Why would they pay a fee to a mortgage broker? I wouldn’t do it. I’d either go to the bank or another mortgage broker who isn’t asking me to agree to pay a fee.”
Supporters of exclusivity agreements argue that they avoid that kind of confrontation at the same time they help to protect broker incomes in this slowing housing market.
“It’s a good idea, and we’ve debated putting something like that in our agreements,” says high-volume broker Chris Bisson, with Complementary Real Estate Services – The Mortgage Centre, in Guelph. “But transparency is absolutely key here and the client would have to be fully appraised of what they are signing.”
A Toronto brokerage head has already introduced an exclusivity clause as part of his broker-client agreement, a way of protecting his agents’ time against “rate hunters” prepared to use it as a bargaining tool in pursuit of better bank rates.
“We don’t apply it to all A deals, but generally where we get a strong sense that the client is really not serious about using us and is really only looking to get a commitment to present to the bank,” Ranjit Dhillon, principal broker at CENTUM Mortgage Smart in Etobicoke tells CMP.
“The exclusivity agreement works both ways and, if the industry did introduce it as part of (best practices), we should promote it that way. Sure, it works to the benefit of the brokers, but also for the client in that the agreement is guaranteeing the client that the broker will work sincerely and assiduously to get the client the best deal, including, but not exclusively, rate. It’s also a tangible pledge of the broker’s professionalism.”
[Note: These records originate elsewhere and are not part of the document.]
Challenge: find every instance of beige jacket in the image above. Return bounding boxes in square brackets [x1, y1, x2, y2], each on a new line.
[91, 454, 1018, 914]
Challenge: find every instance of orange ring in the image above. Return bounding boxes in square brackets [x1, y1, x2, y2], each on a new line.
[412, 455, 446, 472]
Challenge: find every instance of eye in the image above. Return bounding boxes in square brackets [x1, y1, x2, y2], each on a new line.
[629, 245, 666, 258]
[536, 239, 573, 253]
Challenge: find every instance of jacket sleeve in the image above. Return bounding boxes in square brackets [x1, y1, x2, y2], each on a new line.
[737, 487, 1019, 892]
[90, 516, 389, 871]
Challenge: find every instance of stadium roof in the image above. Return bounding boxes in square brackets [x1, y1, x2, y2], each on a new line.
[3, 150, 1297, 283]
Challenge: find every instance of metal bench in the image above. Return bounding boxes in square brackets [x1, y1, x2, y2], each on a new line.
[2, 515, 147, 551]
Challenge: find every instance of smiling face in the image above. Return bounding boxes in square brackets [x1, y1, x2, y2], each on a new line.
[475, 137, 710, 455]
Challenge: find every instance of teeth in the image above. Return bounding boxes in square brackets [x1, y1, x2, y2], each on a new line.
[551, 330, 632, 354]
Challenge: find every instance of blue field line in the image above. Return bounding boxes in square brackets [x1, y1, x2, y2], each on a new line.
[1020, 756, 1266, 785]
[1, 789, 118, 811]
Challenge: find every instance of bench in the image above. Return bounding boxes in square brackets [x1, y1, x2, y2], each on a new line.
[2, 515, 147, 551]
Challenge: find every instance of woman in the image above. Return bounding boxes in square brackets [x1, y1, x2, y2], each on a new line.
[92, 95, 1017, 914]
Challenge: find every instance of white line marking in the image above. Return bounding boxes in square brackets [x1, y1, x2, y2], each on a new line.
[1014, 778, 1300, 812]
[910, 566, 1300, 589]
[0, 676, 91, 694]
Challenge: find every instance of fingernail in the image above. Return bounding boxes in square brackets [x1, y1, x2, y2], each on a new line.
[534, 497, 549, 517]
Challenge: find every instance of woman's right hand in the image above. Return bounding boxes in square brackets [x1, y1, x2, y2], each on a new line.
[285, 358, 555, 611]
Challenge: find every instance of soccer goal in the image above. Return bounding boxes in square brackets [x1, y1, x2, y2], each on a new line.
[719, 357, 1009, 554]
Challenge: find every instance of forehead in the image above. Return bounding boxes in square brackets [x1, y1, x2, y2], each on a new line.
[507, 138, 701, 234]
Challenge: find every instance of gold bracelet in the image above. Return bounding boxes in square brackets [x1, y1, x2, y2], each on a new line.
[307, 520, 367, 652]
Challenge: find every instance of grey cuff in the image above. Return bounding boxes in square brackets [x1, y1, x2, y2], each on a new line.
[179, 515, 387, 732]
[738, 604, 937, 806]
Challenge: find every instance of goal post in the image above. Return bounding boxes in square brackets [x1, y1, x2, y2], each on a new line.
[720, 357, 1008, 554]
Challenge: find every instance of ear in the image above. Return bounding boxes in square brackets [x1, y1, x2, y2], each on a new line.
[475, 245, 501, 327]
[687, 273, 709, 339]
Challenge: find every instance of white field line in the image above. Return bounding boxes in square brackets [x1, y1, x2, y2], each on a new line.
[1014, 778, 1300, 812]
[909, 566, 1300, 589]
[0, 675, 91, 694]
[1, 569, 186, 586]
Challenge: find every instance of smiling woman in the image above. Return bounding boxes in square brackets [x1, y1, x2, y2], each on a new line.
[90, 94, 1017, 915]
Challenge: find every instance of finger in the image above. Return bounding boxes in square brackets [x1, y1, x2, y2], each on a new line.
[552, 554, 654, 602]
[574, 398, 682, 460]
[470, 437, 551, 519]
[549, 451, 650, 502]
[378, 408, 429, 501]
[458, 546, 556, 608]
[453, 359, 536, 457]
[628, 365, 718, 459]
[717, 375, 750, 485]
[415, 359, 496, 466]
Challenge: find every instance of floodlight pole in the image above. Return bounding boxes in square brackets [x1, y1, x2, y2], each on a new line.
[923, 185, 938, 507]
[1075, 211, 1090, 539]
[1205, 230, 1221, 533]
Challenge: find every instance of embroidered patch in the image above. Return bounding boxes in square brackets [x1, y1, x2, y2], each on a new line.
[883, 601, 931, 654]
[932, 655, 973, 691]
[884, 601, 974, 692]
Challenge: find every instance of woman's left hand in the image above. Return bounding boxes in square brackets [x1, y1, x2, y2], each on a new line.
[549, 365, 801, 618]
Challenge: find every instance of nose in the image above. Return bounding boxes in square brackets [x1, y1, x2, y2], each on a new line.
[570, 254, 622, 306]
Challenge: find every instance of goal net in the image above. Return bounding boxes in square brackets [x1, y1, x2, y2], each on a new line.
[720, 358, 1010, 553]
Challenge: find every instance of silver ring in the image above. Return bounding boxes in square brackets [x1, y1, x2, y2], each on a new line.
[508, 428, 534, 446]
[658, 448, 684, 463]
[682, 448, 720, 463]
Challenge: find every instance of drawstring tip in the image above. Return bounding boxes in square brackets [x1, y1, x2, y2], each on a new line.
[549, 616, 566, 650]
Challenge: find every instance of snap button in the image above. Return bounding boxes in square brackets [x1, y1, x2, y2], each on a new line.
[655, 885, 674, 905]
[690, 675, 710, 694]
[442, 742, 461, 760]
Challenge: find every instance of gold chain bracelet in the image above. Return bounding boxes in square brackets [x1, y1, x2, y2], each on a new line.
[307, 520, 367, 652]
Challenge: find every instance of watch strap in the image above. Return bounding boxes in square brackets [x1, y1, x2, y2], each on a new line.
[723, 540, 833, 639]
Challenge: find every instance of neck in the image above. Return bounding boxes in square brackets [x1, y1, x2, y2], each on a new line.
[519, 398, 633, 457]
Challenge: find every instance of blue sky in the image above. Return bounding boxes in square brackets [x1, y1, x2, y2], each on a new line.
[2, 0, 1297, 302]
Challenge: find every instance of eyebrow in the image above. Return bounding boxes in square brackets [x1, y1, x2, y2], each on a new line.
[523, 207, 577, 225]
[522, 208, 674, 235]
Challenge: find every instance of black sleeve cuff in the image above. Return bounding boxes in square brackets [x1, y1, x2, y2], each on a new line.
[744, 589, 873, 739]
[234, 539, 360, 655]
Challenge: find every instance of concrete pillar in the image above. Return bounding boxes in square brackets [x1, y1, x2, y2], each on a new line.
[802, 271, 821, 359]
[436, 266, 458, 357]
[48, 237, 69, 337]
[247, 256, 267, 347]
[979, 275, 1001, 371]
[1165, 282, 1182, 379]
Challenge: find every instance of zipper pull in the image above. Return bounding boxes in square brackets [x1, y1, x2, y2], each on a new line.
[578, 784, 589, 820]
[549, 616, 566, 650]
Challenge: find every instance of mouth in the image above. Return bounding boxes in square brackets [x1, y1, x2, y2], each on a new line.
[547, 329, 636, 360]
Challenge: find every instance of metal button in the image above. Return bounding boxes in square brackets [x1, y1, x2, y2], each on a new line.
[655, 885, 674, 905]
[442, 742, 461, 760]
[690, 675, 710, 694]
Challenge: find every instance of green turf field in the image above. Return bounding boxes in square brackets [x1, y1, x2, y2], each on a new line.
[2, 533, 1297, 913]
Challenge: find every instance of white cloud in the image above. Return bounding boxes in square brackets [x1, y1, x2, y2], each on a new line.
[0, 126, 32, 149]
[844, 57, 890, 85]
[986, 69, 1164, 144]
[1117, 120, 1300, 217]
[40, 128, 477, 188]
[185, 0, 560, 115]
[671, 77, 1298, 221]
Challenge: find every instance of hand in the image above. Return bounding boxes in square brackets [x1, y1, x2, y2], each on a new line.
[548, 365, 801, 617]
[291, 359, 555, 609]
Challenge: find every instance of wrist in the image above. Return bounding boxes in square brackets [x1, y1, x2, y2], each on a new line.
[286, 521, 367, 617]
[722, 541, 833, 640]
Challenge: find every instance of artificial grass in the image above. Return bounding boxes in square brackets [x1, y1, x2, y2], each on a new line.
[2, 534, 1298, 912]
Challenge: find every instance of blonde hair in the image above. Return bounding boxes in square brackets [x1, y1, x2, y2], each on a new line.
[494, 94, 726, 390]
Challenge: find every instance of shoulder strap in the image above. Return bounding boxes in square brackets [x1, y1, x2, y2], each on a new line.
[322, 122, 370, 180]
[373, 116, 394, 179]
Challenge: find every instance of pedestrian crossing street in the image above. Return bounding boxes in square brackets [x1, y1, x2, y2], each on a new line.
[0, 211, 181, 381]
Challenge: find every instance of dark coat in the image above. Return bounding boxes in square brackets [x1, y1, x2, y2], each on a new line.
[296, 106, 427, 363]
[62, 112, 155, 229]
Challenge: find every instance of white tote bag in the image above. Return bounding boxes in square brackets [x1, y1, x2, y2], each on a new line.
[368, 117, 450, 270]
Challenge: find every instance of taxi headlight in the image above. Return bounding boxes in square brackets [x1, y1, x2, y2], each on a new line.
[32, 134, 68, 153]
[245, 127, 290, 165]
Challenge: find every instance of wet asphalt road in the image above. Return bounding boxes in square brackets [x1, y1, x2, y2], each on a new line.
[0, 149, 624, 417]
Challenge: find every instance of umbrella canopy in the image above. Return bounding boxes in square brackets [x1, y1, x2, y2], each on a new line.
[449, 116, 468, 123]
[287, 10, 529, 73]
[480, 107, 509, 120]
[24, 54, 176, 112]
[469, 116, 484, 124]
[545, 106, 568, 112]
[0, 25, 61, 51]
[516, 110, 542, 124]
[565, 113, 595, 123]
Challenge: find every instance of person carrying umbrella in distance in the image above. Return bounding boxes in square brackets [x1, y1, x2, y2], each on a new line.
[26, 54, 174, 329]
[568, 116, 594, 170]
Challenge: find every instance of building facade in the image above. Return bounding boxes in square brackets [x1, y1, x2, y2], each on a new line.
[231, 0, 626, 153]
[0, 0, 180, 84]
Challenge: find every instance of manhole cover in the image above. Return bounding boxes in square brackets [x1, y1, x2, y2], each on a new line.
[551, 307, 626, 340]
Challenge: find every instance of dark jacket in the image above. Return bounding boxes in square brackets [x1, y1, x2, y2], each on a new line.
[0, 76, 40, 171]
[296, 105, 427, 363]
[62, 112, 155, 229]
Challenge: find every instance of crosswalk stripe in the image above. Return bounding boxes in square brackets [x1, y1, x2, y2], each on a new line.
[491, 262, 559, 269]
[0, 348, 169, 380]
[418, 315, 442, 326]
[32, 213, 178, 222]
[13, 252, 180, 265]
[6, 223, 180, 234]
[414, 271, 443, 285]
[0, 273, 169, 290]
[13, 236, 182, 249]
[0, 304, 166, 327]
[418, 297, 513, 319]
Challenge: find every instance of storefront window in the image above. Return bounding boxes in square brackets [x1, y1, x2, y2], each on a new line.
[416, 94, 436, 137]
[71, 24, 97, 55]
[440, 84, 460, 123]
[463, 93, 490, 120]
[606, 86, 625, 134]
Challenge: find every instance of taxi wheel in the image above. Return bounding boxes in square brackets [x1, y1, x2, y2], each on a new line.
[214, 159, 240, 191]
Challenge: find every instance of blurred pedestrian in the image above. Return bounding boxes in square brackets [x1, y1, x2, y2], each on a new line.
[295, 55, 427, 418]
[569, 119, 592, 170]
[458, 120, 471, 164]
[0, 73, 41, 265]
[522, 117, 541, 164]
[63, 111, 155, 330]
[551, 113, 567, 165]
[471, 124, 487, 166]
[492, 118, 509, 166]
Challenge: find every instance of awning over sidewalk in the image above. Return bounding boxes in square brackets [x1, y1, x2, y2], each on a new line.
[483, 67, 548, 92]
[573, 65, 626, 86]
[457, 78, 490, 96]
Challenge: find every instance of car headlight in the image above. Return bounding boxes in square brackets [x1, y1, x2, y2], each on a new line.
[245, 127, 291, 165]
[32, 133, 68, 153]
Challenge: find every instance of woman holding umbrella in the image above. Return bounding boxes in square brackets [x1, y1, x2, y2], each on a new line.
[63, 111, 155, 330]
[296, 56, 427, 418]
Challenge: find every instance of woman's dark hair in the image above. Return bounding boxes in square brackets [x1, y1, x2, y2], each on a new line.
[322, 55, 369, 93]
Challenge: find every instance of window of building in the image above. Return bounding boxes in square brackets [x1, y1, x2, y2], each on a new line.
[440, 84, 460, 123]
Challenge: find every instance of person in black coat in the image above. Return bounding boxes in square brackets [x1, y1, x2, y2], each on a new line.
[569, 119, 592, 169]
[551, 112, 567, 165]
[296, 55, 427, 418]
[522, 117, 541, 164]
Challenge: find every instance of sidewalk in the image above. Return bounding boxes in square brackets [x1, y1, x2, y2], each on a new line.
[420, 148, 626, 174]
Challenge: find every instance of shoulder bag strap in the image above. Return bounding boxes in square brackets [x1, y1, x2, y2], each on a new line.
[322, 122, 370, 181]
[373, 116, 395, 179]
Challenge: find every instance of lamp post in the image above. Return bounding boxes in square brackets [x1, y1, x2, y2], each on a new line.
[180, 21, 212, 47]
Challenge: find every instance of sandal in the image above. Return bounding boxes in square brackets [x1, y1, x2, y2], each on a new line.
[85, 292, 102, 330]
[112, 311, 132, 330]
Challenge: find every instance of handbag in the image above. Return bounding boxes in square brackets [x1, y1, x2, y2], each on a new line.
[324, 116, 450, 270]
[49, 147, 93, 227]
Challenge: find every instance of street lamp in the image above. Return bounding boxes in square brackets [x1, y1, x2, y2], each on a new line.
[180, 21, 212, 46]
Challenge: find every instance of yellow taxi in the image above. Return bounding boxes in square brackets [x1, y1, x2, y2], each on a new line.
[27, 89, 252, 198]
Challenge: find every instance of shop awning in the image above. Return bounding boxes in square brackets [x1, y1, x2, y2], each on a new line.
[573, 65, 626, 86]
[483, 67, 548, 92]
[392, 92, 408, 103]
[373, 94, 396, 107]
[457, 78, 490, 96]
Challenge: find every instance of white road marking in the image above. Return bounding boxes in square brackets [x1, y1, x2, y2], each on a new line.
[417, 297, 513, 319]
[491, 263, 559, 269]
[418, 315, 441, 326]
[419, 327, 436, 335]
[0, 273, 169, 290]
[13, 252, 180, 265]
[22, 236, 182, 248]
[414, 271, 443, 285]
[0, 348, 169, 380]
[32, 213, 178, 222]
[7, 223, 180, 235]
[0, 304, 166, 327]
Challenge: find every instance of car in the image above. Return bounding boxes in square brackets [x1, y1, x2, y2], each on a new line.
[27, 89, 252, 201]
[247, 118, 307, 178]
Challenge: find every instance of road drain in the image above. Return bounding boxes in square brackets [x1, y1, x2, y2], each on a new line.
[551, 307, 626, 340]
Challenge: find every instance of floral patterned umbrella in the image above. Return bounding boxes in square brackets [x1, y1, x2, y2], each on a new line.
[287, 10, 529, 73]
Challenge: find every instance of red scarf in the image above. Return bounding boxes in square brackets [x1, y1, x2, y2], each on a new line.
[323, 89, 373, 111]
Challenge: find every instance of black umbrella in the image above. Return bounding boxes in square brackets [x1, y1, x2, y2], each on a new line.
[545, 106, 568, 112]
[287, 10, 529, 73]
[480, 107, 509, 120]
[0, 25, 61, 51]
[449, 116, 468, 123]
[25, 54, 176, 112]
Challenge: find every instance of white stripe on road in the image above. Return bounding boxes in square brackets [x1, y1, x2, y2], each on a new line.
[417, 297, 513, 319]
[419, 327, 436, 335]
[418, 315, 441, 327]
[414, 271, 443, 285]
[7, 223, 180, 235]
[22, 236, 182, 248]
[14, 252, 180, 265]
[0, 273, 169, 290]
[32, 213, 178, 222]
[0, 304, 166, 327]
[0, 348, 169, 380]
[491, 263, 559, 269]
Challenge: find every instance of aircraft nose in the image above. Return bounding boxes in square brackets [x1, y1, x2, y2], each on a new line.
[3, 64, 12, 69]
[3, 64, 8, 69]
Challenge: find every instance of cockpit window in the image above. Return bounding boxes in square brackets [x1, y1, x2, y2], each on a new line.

But commitment cancellations hurt more than brokers. A channel lender is endorsing the idea of client exclusivity agreements, arguing the time has come for an industry-wide discussion on those controversial but, perhaps, increasingly necessary contracts.
“Conceptually, I am supportive of exclusivity agreements,” says Boris Bozic, Merix Financial president and CEO. “I think it’s time the industry looked long and hard at implementing the practice. The broker’s job is not to just educate the borrower, however, that’s happening with greater frequency. As the saying goes, time is money. Brokers should have the means to be compensated for their time and effort.”
Collu is prepared to lead a provincial discussion on regularizing exclusivity agreements as a best practice, similar to those Realtor agreements that bind home sellers and buyers to their real estate agents for a contracted period of time.
Still, even well-intentioned client may balk at having to sign exclusivity agreements, says industry trainer Greg Williamson, initially sceptical about the efficacy of nationwide or even provincial adoption.
“I think what might happen is that the more experienced brokers and agents will be able to sell the concept to clients, but more inexperienced mortgage professionals may scare them off,” he says.
That could be averted, argues another broker, suggesting lenders like Bozic take the lead, by putting “teeth in their commitment letters.”
“I think it’s possible that we could face a challenge by consumer advocacy groups if we, brokers, look to make exclusivity agreements a best practice,” Ad Lakhanpal, a Mortgage Alliance Broker in Oakville, Ont., tells CMP. “Asking clients to sign them upfront is also likely to scare many away. But if the lenders were to readjust their commitment letters to include a penalty clause for clients if they cancel the deal and go to another lender, then that I think would be more effective in protecting brokers and lenders.. It’s also the easiest way to do it.”
In the absence of that tougher commitment protocol, Somerville and his team of agents are still left to grapple with the very real problem of clients who are prepared to use them as a stepping stone on their way to the better bank deal – whether it’s lower than the broker rate or, even, if only a match.
“We’re considering whether to introduce an exclusivity agreement ourselves,” he says, revealing the kind of exasperation so many brokers feel. We’ll see.”